Your cardiovascular system is especially crucial during exercise as oxygen demand and waste production in your active muscles increase. The initial responses of your cardiovascular system allow your body to meet the increased demands placed on it with exercise. The average resting heart rate is about 60-80 beats per minute. At the onset of exercise, your heart rate and breathing rate begin to pick up to meet the increased demand for oxygen by your body. Your heart rate is proportional to the intensity of the exercise- as intensity increases, so will your heart rate. Going from walking to a high intensity activity such as running will quickly increase your heart rate.
As you settle into a rhythm and maintain your pace, your heart rate will even out at a certain number of beats per minute. Your breathing rate will follow suit while both remain elevated above resting levels. This plateau is referred to as “steady state” and is the optimal heart rate for your body to meet the demands of the work (running) which you are doing. Steady state takes a few minutes to achieve and is not the same for everyone. For elite athletes, their bodies may be able to adapt to these physical demands quickly and reach steady state under 3 minutes. For those who may not be as physically fit, it could take upwards of 4-5 minutes to reach this plateau. Those who are not as conditioned may also have a higher heart rate at the same exercise intensity (in this case, running pace).

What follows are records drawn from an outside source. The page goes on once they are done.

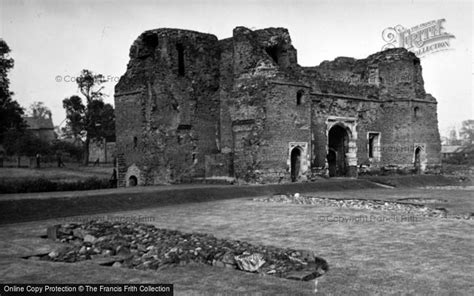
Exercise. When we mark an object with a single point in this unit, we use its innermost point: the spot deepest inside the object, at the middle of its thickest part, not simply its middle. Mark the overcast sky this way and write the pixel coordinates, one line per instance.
(60, 38)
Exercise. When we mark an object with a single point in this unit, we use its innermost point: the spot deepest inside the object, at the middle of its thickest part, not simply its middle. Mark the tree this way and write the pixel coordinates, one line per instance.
(94, 119)
(10, 111)
(39, 110)
(467, 131)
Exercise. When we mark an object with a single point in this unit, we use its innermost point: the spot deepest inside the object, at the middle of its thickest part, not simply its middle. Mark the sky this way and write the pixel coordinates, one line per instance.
(53, 40)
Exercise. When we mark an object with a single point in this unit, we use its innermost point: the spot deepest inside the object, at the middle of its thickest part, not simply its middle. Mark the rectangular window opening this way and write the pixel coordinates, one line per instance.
(374, 145)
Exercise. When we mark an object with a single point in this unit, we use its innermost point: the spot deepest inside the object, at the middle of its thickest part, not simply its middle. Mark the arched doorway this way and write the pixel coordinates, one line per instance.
(295, 163)
(338, 146)
(417, 162)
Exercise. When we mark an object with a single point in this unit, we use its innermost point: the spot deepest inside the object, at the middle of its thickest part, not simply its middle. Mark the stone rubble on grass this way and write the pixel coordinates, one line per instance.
(144, 247)
(415, 209)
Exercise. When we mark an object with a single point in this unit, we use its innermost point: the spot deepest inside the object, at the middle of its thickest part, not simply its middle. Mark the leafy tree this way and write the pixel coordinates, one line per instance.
(39, 110)
(467, 131)
(94, 119)
(10, 111)
(23, 142)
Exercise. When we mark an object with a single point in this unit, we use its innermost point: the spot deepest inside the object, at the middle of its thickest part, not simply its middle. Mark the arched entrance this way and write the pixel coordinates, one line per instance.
(417, 162)
(295, 163)
(338, 146)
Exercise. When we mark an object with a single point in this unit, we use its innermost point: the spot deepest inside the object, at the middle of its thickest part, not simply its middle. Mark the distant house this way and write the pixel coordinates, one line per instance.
(43, 128)
(102, 150)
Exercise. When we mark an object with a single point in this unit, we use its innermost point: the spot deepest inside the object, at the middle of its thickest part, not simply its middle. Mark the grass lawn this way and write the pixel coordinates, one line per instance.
(72, 172)
(382, 257)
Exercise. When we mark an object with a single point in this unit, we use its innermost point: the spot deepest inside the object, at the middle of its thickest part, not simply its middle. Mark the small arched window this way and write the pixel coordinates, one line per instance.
(135, 142)
(299, 97)
(416, 112)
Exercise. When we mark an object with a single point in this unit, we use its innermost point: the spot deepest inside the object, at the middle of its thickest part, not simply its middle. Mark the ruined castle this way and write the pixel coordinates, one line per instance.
(191, 107)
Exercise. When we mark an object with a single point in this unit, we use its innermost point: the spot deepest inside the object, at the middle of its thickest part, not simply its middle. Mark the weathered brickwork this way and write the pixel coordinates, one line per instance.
(192, 106)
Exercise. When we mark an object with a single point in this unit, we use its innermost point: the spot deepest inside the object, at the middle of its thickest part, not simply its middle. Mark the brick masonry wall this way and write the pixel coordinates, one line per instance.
(189, 103)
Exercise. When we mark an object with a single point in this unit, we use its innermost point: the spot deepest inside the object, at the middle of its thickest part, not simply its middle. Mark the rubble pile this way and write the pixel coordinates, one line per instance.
(142, 246)
(414, 208)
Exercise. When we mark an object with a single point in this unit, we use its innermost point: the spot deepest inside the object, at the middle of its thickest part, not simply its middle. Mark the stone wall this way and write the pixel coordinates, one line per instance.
(191, 106)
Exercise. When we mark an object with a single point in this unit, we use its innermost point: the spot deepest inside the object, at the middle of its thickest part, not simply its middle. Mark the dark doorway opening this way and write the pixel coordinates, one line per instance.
(417, 160)
(295, 163)
(338, 143)
(132, 181)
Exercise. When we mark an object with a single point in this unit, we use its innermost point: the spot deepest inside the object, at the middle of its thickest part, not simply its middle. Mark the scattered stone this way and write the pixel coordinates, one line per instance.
(89, 238)
(52, 232)
(167, 248)
(250, 263)
(414, 209)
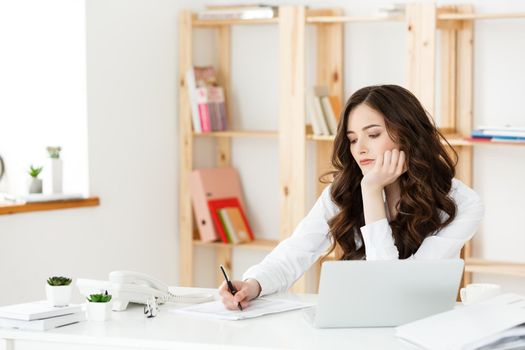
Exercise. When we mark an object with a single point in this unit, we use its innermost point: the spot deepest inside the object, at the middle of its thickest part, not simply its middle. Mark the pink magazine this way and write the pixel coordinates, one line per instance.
(212, 183)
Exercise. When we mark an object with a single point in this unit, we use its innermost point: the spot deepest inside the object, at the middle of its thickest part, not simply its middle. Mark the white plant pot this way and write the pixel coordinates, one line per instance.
(58, 295)
(54, 176)
(99, 311)
(35, 185)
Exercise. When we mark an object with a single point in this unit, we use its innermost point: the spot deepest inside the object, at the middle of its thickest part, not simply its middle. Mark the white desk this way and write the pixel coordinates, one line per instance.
(131, 330)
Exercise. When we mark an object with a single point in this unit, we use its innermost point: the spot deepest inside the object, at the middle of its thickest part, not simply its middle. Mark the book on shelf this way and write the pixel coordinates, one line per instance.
(510, 132)
(235, 222)
(207, 100)
(233, 231)
(238, 12)
(480, 135)
(314, 112)
(36, 310)
(324, 111)
(391, 10)
(207, 184)
(45, 323)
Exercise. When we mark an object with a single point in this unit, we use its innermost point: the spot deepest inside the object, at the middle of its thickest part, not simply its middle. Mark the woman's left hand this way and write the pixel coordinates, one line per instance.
(386, 170)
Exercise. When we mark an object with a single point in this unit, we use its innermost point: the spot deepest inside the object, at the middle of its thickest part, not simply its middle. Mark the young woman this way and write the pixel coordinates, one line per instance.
(393, 196)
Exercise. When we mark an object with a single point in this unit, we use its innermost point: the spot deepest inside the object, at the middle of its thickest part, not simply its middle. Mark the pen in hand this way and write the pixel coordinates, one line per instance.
(230, 286)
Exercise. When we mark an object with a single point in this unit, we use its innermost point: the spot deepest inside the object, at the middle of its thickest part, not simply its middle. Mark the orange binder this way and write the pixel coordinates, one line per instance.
(208, 184)
(215, 205)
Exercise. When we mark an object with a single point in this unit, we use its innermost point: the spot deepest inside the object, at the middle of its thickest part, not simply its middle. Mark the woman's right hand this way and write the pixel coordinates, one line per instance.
(246, 291)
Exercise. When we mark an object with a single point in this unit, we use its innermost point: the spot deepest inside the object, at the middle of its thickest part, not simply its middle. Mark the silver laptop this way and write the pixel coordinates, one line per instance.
(385, 293)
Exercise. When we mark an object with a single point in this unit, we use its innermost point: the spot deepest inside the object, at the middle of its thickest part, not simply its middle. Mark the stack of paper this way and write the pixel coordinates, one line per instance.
(470, 327)
(39, 315)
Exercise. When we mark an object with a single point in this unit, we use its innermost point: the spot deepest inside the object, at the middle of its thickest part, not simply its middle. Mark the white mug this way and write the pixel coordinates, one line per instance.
(476, 292)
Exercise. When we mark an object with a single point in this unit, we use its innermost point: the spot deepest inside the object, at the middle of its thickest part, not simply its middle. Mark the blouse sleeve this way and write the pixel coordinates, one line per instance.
(294, 255)
(447, 243)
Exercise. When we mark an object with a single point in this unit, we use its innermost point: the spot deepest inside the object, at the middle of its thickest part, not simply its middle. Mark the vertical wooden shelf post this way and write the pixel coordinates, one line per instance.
(464, 108)
(329, 71)
(292, 141)
(186, 153)
(224, 253)
(421, 65)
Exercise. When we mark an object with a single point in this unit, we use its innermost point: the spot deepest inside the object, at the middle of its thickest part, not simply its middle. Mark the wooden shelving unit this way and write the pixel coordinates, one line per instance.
(51, 205)
(257, 244)
(422, 22)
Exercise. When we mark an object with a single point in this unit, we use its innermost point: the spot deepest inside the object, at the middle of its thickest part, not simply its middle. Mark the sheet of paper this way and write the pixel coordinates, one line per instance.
(257, 307)
(459, 328)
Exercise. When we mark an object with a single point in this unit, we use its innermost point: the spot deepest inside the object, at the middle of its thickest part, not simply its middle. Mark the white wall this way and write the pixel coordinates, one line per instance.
(43, 91)
(132, 146)
(132, 142)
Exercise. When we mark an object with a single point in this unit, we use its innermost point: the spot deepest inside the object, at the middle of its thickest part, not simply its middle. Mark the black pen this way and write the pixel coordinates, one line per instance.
(230, 286)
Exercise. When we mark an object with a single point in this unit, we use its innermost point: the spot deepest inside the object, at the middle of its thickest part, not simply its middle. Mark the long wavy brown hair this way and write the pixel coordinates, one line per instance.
(424, 187)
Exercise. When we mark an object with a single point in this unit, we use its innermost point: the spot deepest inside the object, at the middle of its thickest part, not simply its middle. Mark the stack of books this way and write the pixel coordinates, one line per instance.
(230, 221)
(499, 133)
(218, 205)
(207, 100)
(324, 111)
(392, 10)
(238, 12)
(39, 316)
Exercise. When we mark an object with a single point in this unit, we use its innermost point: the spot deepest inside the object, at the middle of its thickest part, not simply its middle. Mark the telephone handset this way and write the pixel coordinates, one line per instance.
(136, 287)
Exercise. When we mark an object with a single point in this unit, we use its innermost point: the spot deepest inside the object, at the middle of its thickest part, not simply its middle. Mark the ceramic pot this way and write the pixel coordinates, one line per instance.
(99, 311)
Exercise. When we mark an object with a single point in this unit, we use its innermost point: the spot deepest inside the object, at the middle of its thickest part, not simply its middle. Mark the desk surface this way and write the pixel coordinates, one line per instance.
(130, 329)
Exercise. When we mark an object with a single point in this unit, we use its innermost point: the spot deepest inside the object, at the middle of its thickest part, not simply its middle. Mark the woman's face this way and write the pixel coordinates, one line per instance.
(368, 137)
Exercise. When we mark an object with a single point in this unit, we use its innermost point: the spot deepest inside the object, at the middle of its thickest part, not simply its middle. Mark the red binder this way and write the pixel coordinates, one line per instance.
(216, 204)
(212, 183)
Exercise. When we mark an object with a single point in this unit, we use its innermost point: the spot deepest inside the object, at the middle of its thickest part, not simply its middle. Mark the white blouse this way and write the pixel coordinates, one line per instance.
(294, 255)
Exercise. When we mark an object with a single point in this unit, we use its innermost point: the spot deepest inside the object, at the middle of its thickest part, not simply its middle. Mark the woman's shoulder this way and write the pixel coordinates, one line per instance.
(463, 193)
(326, 199)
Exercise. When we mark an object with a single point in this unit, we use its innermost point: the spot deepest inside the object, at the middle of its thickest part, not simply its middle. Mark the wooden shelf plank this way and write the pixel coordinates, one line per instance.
(257, 244)
(495, 267)
(475, 16)
(215, 23)
(239, 133)
(350, 19)
(52, 205)
(495, 143)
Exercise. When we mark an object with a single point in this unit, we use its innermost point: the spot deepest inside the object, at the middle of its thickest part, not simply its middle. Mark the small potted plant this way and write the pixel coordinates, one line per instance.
(99, 306)
(35, 186)
(58, 290)
(54, 178)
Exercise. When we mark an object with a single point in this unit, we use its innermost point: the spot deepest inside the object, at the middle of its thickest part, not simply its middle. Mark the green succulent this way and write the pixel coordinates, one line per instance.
(59, 281)
(35, 171)
(54, 152)
(99, 298)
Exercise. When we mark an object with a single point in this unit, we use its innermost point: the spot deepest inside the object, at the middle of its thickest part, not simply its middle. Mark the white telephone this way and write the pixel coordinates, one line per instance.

Let’s be honest, those first few minutes of running might suck. As you continue to run for a little bit longer with each week, you will continue to build your endurance. Increased cardiorespiratory endurance (heart and lungs) relates to the body’s ability to sustain prolonged, dynamic exercise using large muscle groups. In this case, we are talking about running longer distances and being able to deliver oxygen rich blood to those working muscles. Being able to maintain this level for longer periods of time shows improvements in aerobic fitness.